I’m certain many of the Yes’ fans would consider the three records done in 1971 and 1972 to be the “Holy Trinity” of the band’s catalog. Fragile’s release comes right between The Yes Album and Close to the Edge in this trinity of the bands canon, but Fragile was the record that broke the band commercially with “Roundabout.” An unlikely single to be sure, with fanciful lyrics such as “mountains come out of the sky and they stand there.” That, the unique Howe guitar harmonics at the opening and the incredible power and complexity of the song. This was a few years after the summer of love, so the music fans then were certainly ready for it. It was a different time.
The album is broken up by shorter songs written and largely performed by the individual members, alongside epics and melodic pieces with the tight harmonies they were so famous for. “Long Distance Runaround” is perhaps my favorite among the more mainstream songs the band has written over the years. It’s inventive percussion and staccato keys (by newcomer superstar Rick Wakeman), along with the clear and memorable melody written and sung by Jon Anderson make it as engaging as heck. I actually use the complex keyboard/guitar duet in the beginning as the ringtone on my phone. Hey, it was that or “In-A-Gadda-Da-Vida.”
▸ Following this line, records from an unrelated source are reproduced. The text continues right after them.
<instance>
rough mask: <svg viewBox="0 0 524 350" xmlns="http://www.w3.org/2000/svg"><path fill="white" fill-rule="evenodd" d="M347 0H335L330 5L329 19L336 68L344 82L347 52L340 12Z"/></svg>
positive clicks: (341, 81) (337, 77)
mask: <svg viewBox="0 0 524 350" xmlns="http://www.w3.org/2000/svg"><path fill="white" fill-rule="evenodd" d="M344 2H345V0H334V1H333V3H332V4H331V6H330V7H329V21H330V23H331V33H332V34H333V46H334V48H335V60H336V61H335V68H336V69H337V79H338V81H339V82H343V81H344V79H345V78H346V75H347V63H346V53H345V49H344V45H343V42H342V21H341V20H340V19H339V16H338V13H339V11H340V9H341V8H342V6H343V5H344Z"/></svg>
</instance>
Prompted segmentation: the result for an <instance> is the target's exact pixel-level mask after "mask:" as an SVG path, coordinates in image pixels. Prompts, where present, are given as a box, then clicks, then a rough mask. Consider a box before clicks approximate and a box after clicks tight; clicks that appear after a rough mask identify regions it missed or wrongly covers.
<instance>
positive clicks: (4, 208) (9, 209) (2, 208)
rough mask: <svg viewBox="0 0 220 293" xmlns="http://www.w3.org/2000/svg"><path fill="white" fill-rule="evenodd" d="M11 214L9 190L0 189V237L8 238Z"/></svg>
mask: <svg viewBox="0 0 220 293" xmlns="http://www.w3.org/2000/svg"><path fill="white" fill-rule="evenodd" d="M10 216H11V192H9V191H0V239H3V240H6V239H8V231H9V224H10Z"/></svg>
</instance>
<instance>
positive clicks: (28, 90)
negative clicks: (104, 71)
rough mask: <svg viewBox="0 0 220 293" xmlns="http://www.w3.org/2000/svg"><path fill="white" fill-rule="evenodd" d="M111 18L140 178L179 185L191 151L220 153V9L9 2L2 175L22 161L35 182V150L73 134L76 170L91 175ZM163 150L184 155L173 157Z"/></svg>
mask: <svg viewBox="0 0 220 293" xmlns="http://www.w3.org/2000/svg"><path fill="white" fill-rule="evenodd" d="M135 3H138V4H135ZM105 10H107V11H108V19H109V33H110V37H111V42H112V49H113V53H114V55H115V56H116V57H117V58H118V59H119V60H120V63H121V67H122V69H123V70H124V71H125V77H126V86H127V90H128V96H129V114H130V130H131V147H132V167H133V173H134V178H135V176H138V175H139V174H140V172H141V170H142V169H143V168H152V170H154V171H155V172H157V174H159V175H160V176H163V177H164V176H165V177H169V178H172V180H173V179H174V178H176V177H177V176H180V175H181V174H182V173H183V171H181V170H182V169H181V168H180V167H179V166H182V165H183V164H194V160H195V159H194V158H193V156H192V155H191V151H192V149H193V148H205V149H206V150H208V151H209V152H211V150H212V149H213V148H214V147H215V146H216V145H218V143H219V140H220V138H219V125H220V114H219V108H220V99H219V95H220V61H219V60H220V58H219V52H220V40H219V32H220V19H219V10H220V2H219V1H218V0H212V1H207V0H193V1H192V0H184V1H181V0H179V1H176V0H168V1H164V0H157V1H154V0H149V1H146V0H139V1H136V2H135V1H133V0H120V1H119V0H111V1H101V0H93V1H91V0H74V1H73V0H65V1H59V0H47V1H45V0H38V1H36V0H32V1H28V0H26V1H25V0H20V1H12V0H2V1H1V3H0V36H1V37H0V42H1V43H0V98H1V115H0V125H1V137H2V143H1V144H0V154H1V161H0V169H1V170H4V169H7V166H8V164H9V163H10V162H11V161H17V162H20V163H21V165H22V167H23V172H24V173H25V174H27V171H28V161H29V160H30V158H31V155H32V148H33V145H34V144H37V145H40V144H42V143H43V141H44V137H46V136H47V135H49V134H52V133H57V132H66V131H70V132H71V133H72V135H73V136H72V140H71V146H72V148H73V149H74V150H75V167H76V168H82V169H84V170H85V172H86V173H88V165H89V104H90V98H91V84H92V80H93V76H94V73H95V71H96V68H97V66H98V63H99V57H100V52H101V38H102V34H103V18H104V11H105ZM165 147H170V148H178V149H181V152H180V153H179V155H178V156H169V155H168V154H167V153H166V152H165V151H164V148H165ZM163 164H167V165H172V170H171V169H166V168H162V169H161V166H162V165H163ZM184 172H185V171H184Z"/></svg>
The songs “Heart of the Sunrise” and an incredible “South Side of the Sky” are excellent contributions to the progressive rock community. “South Side of the Sky” especially impresses me as a tour de force for Mr. Wakeman. The rise and fall of the cascading grand piano line in the mid-section is sublime. The inimitable bass work by Chris Squire and the forceful guitar riffs by Steve Howe rock the other sections. Bruford finds ways to add percussive accents that are complex and less obvious than a more traditional rock drummer.
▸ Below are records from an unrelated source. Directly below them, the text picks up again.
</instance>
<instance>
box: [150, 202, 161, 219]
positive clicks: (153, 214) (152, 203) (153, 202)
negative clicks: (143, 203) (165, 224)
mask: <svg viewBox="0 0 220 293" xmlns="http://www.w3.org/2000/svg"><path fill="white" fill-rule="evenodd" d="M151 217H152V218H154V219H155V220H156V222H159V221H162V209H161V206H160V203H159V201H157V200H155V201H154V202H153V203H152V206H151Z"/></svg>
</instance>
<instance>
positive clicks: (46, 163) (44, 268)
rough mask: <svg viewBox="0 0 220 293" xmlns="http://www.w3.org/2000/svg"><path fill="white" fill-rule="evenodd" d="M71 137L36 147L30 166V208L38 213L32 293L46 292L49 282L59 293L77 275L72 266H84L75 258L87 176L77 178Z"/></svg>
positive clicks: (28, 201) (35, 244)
The shorter pieces are kind of a hit or miss affair and unfortunately bring down the quality of the record just a micro-tad. Howe’s “Mood for a Day” is a classic, and “We Have Heaven” is alright, but the others? Meh. It still does not preclude this album from being one of the top three recordings Yes has ever done. The band is in fine form here, and they would never have a better band than the one with Anderson, Bruford, Wakeman, Squire and Howe featured on this and the following album 1972’s Close to the Edge. Highest recommendation.